Abstract: A key challenge for LLMs is token cost per query and overall deployment cost. Clinical inputs are long, heterogeneous, and often redundant, while downstream tasks are short and high stakes. We study budgeted context selection, where a subset of document units is chosen under a strict token budget so an off-the-shelf generator can meet fixed cost and latency constraints. We cast this as a knapsack-constrained subset selection problem with two design choices, unitization that defines document segmentation and selection that determines which units are kept. We propose \textbf{RCD}, a monotone submodular objective that balances relevance, coverage, and diversity. We compare sentence, section, window, and cluster-based unitization, and introduce a routing heuristic that adapts to the budget regime. Experiments on MIMIC discharge notes, Cochrane abstracts, and L-Eval show that optimal strategies depend on the evaluation setting.

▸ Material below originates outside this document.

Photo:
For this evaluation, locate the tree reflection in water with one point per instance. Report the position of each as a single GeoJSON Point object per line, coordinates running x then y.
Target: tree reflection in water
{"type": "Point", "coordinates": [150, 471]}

Positional heuristics perform best at low budgets in extractive tasks, while diversity-aware methods such as MMR improve LLM generation. Selector choice matters more than unitization, with cluster-based grouping reducing performance and other schemes behaving similarly. ROUGE saturates for LLM summaries, while BERTScore better reflects quality differences. We release our code at https://github.com/stone-technologies/ACL_budget_paper.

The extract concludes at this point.